There was a turning point though, and that was somewhere between the closing stages of the Kilkenny championship and the first round in Leinster.
"It showcased to me the benefit of having county players playing for your club. We don’t see the lads all year and they come back and its the height of championship so you don’t really get time to train. But once we got our of the county championship we’d a couple of weeks to the next game and then we’d a couple of weeks over the Christmas and it was amazing because having TJ, Colin and Joey it brought on the other club players and they got better and that was the benefit of it.
You can only imagine the lift that would give. Ballyhale lifted it all the way to Leinster and All-Ireland club glory.
"But I didn’t expect it, it was a dream year the way it all transpired," he adds.
Shefflin plays down his own role in it, but his ability to manage the players he used to play with was hugely impressive. His ability to settle in so quickly was hugely impressive, and that's why many are talking about him in the breath of an inter-county manager.
He won't entertain the 'heir to Brian Cody's throne talk,' though he does see inter-county management as something he may consider when the time is right.
"Ah no look to be honest I’m very happy where I am and I think, I don’t know what way to phrase it, I think it’s a bit silly for me from my perspective to say something like that . I wanted to go in with Ballyhale to see how it goes and see if I enjoy it and the next question will be do you enjoy it and yes I do enjoy it it was a very enjoyable year with a big learning step so for me that’s it.
"I’ve a young family at home. And look that's the greatest manager of all time in Kilkenny hurling, I think it’s a bit disrespectful for people to even mention even for my liking so. People probably know the answer but they like to say it a little bit … and that’s where I stand on it."
"Down the road, inter-county management probably will (interest me). But I’ve an awful lot to learn. It’s a massive step-up. It’s like going from being a club player to an inter-county player, there’s so much…
"Listening and talking to the lads, the level of detail involved. the commitment levels is just astronomical. That is something you have to take into consideration. Everyone is at different stages in their life cycle.
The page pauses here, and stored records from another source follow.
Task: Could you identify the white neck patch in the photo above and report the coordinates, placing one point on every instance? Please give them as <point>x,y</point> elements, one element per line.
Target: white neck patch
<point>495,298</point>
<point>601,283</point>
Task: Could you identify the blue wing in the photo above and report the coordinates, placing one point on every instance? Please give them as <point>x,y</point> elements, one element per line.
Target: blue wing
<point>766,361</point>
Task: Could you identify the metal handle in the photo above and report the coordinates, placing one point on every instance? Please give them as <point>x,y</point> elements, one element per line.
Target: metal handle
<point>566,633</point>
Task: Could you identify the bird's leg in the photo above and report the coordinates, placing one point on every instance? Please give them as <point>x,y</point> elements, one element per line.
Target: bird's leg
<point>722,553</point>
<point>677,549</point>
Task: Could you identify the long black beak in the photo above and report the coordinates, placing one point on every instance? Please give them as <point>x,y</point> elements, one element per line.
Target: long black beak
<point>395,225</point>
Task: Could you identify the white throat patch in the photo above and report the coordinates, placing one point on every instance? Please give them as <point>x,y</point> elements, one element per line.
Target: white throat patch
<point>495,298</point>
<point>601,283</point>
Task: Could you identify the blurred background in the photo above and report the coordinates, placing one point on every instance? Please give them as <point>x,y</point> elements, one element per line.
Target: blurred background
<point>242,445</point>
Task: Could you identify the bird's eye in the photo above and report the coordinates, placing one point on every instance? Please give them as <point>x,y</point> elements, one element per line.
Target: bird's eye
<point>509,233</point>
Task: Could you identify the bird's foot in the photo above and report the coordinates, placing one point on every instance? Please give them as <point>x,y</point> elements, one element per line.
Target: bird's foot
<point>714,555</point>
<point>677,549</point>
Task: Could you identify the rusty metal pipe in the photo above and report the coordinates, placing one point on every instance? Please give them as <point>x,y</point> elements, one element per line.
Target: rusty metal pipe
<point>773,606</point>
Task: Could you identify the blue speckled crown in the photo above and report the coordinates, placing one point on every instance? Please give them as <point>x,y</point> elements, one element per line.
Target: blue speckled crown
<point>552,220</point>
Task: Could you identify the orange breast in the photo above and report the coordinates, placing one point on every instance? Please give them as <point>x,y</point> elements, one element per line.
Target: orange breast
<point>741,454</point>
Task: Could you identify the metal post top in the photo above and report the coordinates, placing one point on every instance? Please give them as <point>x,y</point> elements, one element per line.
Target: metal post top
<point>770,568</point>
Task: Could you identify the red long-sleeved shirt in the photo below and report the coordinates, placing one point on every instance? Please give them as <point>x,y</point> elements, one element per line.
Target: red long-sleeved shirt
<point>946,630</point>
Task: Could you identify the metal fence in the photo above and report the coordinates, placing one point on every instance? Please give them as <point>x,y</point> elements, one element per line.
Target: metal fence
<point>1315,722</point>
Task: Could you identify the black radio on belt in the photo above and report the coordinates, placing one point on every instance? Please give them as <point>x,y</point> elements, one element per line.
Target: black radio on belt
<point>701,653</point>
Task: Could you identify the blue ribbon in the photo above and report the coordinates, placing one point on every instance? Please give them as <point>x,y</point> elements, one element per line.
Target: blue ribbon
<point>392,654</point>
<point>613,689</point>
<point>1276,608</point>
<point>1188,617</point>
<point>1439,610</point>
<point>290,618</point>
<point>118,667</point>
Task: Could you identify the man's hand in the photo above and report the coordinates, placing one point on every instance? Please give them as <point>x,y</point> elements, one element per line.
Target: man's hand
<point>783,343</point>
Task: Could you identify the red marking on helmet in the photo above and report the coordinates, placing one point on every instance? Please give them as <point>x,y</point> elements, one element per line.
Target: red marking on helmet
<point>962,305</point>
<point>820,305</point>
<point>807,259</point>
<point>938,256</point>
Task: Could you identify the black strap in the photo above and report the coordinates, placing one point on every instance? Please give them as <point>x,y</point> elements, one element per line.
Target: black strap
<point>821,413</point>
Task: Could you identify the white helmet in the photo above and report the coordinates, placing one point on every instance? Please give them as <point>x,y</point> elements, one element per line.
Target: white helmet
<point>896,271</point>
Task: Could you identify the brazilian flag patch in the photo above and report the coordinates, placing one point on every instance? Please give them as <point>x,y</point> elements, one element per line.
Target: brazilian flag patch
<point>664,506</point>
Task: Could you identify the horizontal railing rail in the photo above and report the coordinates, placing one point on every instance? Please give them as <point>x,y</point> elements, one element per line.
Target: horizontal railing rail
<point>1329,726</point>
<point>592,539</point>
You have to understand where you are..."
But for now, the focus is on the Shamrocks again. A first round loss to rivals Clara brought Ballyhale back down to earth, and though the quick turnaround is something he deems unfair, he's mad for road again.
"I’ve said it to the uachtaráin that I don’t think it’s right, Patrick’s Day, then you’re expecting lads to go with the club again. It’s very, very challenging. For TJ, Colin and these lads, they are well used to it. But I’ve club players who are, “Jeez, we’re after training for 14 months and you’re asking me to go training again and get myself up for a club match?” It’s very difficult.
"For me, it’s learning. We trained three times for that match. Looking back, we should have trained just once, approached it as a once-off game. we talk about enjoyment, the lads weren’t enjoying training. Weren’t looking forward to it. That’s a well spoken topic about the calendar. It is very difficult to manage."
But you get the feeling Shefflin will overcome it no bother. Same as it ever was.